Docker daemon compromise ≠ immediate host root access
Developers can run containers without sudo on shared machines
Aligns with least-privilege and CIS hardening guidance

How it works

A user namespace maps container root (UID 0) to a high unprivileged UID on the host (e.g. 100000). Processes inside the container believe they are root; the host kernel sees them as a normal user. Subuid/subgid ranges in /etc/subuid define the mapping.

Limitations

Limitation	Reason	Workaround
Cannot bind ports < 1024	Unprivileged users cannot bind privileged ports	Use ports ≥ 1024, or sysctl net.ipv4.ip_unprivileged_port_start=80
Some storage drivers unsupported	Requires root for device setup	Use overlay2 with fuse-overlayfs
AppArmor/SELinux edge cases	Profile loading may need root	Use default profiles; test before prod
Performance overhead	Additional namespace mapping layers	Usually negligible for app workloads

Podman: rootless-first alternative

Podman runs daemonless—each podman run is a direct fork/exec via containerd/runc under your user session. Rootless is the default. podman-docker provides a docker CLI alias. On RHEL 8+ and OpenShift developer environments, Podman replaced Docker Engine entirely.

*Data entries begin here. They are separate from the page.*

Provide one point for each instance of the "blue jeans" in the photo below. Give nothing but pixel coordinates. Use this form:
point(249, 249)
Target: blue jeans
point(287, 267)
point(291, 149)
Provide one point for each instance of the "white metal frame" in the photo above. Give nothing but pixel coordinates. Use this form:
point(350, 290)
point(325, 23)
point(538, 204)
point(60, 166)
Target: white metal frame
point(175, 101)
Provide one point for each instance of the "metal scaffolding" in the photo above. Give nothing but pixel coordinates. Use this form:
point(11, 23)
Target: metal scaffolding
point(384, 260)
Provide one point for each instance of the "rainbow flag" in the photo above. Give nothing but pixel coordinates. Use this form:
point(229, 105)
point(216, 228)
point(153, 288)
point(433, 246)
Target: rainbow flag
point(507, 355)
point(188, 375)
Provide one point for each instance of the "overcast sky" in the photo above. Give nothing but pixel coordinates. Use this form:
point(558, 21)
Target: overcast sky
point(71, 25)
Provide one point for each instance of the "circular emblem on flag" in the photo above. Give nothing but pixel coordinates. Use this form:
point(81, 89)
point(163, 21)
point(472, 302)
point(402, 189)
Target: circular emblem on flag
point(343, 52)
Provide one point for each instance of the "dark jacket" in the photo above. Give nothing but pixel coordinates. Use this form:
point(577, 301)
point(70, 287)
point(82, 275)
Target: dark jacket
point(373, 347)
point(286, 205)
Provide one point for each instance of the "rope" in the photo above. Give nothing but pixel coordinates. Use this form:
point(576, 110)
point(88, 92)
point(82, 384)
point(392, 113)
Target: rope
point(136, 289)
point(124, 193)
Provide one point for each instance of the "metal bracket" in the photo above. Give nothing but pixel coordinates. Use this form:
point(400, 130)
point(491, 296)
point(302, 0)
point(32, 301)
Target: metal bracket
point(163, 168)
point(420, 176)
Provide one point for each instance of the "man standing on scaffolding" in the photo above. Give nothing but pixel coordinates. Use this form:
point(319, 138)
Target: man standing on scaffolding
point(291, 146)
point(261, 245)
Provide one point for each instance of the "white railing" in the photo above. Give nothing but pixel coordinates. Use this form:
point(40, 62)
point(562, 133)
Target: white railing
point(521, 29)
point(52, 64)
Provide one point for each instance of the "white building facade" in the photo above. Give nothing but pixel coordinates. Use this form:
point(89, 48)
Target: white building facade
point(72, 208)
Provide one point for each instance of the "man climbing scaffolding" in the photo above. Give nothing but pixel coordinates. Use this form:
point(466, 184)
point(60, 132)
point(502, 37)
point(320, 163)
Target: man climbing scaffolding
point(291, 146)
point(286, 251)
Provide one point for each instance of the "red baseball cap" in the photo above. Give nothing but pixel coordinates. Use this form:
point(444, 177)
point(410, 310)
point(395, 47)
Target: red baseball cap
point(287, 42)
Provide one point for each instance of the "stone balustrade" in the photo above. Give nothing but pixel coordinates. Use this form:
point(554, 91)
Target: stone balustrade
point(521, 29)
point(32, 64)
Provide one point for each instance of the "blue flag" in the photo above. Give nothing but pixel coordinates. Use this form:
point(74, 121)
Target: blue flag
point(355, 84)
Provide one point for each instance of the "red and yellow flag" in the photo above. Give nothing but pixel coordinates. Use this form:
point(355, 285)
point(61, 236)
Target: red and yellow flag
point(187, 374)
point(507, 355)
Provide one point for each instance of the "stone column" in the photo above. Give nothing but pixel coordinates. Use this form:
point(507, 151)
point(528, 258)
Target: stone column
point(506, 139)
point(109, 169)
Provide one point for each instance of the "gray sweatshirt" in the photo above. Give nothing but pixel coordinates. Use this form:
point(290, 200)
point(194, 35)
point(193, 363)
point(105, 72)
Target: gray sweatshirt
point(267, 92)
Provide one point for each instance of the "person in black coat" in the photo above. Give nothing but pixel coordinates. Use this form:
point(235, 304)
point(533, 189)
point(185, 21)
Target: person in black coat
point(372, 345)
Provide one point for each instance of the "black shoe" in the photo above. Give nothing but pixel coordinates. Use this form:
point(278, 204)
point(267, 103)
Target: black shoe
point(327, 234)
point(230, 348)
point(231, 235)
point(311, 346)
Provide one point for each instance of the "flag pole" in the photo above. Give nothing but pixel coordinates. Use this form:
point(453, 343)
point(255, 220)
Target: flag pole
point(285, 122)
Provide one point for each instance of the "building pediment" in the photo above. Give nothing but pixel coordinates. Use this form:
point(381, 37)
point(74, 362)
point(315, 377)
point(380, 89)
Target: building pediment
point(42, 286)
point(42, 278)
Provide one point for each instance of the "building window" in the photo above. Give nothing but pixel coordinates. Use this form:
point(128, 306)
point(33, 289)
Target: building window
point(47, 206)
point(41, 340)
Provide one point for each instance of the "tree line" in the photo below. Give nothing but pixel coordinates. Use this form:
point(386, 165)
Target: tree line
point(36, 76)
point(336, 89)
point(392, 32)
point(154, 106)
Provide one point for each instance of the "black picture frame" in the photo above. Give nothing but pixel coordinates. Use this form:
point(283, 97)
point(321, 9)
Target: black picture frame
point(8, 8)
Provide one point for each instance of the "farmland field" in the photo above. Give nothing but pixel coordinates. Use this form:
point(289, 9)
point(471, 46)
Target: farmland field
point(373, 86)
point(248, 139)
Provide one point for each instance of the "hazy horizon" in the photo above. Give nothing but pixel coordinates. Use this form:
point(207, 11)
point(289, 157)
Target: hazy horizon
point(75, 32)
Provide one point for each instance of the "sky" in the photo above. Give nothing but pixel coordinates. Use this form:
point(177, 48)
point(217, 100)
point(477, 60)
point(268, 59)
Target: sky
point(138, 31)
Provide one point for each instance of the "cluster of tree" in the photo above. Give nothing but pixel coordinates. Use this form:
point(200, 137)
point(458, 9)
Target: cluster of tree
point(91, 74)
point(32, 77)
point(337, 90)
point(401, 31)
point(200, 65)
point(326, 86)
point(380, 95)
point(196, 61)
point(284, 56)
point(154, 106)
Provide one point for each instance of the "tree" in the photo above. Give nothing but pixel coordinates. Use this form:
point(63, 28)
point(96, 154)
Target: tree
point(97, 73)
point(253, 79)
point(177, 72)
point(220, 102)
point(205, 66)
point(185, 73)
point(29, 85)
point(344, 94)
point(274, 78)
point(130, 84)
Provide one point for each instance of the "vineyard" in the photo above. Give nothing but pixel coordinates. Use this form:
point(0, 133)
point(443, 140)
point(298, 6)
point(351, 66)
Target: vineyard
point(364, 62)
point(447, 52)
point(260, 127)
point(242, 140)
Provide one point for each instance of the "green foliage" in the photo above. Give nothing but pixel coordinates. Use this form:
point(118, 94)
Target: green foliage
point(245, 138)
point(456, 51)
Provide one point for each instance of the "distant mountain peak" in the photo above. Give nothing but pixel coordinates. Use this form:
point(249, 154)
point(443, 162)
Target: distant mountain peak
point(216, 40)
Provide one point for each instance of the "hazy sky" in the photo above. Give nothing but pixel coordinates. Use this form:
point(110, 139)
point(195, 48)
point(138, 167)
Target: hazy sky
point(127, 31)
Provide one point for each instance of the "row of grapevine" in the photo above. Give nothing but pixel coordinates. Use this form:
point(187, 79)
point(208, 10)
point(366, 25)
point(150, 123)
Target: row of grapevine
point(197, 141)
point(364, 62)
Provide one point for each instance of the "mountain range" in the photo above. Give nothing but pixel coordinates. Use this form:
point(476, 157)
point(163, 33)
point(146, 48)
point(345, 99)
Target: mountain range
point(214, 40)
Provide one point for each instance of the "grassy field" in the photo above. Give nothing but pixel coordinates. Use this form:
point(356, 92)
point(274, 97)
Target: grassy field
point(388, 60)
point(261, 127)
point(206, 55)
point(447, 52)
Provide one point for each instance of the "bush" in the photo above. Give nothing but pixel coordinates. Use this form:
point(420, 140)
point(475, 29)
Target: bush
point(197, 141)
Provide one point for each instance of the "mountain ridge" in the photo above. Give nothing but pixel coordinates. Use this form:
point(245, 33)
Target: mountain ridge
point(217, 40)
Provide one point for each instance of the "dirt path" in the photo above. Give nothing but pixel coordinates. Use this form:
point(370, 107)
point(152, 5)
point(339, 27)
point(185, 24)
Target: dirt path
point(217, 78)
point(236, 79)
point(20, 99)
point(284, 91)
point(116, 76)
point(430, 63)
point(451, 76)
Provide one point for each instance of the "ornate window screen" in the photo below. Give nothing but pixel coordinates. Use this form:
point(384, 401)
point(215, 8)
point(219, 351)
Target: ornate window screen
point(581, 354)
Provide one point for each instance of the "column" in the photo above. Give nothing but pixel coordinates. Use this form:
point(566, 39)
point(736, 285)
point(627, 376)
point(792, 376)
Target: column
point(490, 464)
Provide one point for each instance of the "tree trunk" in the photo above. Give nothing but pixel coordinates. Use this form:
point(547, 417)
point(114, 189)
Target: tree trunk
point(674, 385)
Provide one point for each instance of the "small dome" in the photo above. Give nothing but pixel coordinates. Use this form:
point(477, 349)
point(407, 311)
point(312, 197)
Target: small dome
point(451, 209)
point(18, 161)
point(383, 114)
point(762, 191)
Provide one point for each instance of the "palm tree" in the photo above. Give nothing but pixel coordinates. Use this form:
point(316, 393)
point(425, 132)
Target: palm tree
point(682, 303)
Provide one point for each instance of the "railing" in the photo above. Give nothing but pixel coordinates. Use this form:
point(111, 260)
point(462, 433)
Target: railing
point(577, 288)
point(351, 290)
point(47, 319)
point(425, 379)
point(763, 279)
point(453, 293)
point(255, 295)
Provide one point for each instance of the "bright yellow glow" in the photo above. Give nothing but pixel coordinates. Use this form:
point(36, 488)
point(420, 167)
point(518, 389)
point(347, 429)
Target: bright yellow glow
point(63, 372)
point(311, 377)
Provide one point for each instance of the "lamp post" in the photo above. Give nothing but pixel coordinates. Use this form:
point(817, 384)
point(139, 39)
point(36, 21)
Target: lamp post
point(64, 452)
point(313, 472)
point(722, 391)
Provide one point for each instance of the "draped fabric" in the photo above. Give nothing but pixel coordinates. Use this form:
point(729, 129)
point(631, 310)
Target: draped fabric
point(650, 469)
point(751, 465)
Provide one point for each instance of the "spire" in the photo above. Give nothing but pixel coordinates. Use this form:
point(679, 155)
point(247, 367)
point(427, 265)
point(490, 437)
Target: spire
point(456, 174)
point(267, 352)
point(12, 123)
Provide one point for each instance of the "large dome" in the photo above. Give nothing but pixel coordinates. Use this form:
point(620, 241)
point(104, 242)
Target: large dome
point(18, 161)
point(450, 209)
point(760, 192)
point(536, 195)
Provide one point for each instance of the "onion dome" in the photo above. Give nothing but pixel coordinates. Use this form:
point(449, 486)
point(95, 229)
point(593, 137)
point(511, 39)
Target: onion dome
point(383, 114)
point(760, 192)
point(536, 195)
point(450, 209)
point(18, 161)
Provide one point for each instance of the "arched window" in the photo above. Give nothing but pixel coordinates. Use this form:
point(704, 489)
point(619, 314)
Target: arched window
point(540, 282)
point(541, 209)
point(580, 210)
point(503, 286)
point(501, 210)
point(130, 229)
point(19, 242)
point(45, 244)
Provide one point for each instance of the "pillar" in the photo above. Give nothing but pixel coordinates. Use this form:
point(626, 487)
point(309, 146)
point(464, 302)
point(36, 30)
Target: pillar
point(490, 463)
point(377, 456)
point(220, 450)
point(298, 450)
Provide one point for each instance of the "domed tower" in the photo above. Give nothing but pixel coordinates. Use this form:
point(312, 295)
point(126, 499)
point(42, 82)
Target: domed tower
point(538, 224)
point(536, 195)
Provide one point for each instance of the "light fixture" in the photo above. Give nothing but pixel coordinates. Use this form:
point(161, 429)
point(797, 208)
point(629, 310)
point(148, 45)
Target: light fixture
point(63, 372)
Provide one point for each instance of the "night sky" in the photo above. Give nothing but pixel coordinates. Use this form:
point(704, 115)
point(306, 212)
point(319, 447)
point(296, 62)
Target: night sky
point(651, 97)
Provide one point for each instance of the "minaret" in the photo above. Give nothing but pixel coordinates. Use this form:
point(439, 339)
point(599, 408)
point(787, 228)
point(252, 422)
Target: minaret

Aspect	Docker (rootful)	Podman (rootless default)
Daemon	Central dockerd (root)	None—fork/exec per container
Rootless	Opt-in setup	Default
Compose	docker compose	podman compose (compatible)
Kubernetes	dockerd removed from nodes	Pods via podman generate kube
OCI images	Fully compatible	Fully compatible—same registries

🔒 Security

Even in rootless mode, never mount sensitive host paths (/etc, /var/run/docker.sock) into containers. A malicious container can still read anything the mapped host user can access.

⚖️ Trade-off

Docker vs Podman vs containerd: Docker wins on developer ergonomics and ecosystem tooling. Podman wins on rootless security and daemonless ops. containerd wins as the shared production runtime under Kubernetes. Architects often standardize on OCI images + one builder, with runtime choice per environment.